I literally had nail polish remover and a can of Lysol in my locker to try to erase all the stuff graffittied all over the school about me. I felt like when I walked down the hall I would have tunnel vision just trying to get to where I needed to go. I was so afraid to look right or left because of something someone might say. Being a tough girl didn’t help. I could fight them all day long but they never stopped.
To make matters worse Jill told me she needed to take a step back in our friendship because people were starting to talk about her also. The crazy thing is I told her I understood and that my feelings were not hurt. What was I talking about? Yes my feelings were hurt! I wanted someone to be in my corner and fight for me! I wanted someone to stand up for me! I wanted someone to care enough about me that no matter what anyone said they wouldn’t abandon me! I felt all alone and like I had the weight of the world on my shoulders.
Needless to say, no guy at my school would touch me with a ten-foot pole. I still always had a boyfriend though, they just went to other schools.
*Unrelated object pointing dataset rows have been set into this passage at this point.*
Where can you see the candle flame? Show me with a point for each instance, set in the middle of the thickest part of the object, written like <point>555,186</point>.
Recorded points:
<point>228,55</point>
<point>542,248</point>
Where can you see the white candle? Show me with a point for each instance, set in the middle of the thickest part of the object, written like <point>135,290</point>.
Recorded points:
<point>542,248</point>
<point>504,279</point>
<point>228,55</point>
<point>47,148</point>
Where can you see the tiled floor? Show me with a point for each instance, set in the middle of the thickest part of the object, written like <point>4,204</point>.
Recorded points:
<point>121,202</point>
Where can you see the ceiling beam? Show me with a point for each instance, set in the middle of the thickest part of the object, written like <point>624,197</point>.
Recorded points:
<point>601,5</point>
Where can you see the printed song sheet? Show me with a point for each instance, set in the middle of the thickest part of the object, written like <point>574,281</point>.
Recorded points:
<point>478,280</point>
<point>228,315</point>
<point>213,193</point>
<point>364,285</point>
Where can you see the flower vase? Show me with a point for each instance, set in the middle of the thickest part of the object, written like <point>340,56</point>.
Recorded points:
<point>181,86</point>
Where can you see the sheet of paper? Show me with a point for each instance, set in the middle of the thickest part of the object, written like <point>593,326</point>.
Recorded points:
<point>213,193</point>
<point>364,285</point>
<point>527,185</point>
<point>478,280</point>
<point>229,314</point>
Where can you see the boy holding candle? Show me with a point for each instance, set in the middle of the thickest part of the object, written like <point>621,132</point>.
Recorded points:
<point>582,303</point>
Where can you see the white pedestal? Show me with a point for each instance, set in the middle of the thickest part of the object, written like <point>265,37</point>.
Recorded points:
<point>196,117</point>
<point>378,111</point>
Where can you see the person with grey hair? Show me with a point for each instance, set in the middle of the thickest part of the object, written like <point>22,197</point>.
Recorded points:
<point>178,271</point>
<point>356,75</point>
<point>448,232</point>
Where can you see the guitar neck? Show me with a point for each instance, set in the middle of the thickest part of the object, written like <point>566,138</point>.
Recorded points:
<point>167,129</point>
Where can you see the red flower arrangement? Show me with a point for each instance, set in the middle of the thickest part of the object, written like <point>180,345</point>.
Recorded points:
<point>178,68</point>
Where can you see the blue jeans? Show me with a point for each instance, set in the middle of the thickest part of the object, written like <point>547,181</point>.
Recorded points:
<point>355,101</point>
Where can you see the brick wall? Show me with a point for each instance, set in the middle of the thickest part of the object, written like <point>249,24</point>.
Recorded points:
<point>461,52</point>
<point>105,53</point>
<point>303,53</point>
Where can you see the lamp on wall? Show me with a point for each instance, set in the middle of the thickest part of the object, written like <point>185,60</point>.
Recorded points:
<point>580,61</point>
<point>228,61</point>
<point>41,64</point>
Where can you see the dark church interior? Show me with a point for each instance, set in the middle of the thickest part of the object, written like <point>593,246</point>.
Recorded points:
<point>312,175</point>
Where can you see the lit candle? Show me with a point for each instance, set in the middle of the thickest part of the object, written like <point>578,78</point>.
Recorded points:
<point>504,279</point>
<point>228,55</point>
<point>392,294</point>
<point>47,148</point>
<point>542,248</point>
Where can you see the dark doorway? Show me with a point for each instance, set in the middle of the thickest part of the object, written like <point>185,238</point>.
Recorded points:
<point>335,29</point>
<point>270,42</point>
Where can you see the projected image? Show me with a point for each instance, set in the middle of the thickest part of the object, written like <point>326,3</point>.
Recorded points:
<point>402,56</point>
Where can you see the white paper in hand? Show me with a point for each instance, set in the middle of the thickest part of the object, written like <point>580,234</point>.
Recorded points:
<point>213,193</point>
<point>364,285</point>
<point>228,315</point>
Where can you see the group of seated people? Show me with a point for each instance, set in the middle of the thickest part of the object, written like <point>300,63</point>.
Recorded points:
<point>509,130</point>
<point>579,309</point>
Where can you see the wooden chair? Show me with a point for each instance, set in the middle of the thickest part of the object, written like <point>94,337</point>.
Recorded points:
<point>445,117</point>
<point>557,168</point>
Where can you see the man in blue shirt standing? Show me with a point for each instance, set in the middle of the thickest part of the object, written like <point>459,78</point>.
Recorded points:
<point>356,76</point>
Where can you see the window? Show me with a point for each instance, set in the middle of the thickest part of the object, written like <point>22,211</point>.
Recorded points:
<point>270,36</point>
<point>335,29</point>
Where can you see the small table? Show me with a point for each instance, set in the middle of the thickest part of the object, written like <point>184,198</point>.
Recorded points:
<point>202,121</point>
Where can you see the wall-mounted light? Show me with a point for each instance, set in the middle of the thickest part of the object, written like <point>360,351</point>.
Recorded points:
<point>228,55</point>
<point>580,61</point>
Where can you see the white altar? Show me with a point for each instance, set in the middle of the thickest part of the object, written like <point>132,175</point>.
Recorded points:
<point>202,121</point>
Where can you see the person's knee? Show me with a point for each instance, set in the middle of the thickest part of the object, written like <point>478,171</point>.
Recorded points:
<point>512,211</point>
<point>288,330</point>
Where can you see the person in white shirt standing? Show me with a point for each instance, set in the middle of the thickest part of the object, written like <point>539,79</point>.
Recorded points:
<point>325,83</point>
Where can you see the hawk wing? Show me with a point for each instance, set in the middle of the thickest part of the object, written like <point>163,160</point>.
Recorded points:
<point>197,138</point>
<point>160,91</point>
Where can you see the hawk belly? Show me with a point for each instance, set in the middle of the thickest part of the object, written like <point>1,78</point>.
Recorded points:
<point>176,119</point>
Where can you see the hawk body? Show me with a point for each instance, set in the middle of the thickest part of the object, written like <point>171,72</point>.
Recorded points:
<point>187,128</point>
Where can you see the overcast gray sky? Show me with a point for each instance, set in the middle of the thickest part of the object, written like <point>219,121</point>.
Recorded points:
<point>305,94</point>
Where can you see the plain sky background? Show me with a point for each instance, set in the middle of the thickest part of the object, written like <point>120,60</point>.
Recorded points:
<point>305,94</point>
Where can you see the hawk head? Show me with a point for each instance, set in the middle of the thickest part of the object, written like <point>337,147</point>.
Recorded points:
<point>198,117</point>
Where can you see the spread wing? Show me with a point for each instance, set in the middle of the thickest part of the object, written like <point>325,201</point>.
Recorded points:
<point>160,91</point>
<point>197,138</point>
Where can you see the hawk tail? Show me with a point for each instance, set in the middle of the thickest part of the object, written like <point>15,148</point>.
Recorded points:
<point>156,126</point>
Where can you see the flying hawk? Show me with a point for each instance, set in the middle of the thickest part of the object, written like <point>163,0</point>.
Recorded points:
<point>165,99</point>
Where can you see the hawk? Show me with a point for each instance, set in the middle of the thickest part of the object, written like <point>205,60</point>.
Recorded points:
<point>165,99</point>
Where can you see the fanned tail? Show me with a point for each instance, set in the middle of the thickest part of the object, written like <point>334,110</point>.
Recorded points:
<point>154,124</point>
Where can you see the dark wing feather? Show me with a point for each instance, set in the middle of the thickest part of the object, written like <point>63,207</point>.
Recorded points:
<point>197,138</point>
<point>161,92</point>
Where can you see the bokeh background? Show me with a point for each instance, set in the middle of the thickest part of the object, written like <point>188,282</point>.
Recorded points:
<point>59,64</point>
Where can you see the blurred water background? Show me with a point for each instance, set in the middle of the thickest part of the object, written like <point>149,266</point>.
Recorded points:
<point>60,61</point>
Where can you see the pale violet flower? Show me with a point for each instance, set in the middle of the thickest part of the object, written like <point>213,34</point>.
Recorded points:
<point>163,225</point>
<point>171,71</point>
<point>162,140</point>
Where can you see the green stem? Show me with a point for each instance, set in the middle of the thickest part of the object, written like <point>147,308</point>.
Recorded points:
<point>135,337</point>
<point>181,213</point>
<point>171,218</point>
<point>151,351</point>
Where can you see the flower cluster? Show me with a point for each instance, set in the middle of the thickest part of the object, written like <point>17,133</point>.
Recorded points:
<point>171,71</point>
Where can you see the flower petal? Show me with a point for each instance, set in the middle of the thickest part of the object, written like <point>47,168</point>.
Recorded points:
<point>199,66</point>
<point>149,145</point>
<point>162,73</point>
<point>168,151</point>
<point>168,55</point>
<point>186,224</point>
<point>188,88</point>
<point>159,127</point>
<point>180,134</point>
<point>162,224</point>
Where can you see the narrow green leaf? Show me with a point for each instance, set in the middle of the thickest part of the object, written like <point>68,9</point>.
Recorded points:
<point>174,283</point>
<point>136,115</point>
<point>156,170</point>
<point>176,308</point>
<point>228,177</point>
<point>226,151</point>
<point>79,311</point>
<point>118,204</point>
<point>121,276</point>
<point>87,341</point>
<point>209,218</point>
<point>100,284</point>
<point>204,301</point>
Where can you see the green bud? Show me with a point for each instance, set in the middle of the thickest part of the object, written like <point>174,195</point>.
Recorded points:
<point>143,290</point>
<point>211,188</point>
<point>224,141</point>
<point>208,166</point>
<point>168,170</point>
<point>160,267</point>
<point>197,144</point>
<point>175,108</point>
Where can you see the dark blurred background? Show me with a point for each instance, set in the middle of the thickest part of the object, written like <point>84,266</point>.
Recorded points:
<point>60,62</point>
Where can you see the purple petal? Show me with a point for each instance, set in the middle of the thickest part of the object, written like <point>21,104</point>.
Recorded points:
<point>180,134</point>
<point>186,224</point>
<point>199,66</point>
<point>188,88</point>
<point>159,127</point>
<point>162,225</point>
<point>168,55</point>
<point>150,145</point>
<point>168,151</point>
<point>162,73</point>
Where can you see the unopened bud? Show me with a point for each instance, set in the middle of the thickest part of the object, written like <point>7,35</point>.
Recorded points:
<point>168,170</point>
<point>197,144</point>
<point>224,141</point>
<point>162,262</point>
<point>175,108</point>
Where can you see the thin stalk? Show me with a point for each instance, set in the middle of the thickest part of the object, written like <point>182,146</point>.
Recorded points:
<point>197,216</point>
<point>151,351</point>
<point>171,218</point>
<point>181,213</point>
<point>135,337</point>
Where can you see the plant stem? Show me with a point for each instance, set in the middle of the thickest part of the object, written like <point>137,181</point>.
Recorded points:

I somehow felt safer with a boyfriend. Not that it did any good as far as the rumor went. However, having a relationship was a security for me. Of course, we all know that it was a false security but it was all I had at the time.
I cried a lot that year. I never said a bad word about any of those girls. I don’t think it was because I was some martyr turning the other cheek. I think I was always just so afraid of what they would say next if I were to retaliate.
One day a bunch of girls called my house and my mom and I both answered at the same time. They were screaming, “Lezzy, Lezzy, Lezzy,” and other mean things. My mom said, “Who is this!?!?” Immediately they hung up. She came upstairs and found me bawling. I finally told her what was going on.
My mom was so upset after I told her. She knew Aleah’s parents well and she called up her mom and told her what was going on. Aleah’s mom said she would talk to her daughter. So she called my mom back and said Aleah had no idea what my mom was talking about and that she never said a negative word about me. My mom told her mom that her daughter was a mean and cruel girl. Her mom hung up on my mom.
Parents out there…listen up…if a parent comes to you saying your child did something THEY PROBABLY DID.
Next day at school I was now a nark and a lesbian. Now I got made fun of because I went crying to my mom, couldn’t handle my own problems…blah, blah, blah! I didn’t go to my parents because my mom is a person of action. I knew she wouldn’t sit by silent and watch her baby be tortured. The one great thing about my mom knowing is that now I was able to talk her into letting me go back to public school.
The funny thing is nobody would say anything to my face. All this stuff said about me was indirect; whether a crank phone call, things written about me on school property, notes in my locker, etc. It was the cowardice way of handling things. That is what bothered me the most. I have always been the type of person who said what I thought to the person and never shyed away from a conflict.
So I left Catholic school and everyone behind and never once talked to another soul from that school again. I switched schools once again. For the second time in my life I was the “new girl”. I just figured I had two years left of high school and it couldn’t get any worse than what I had left.
So I started my junior year at a new school. My first class was Chemistry. Since I was new to the school I wasn’t familiar with the layout of the school so I walked into my first class late. The first face I saw was Amanda, wide-eyed and giggling. The first thought in my head was “If there is a God in this world, He must hate me.”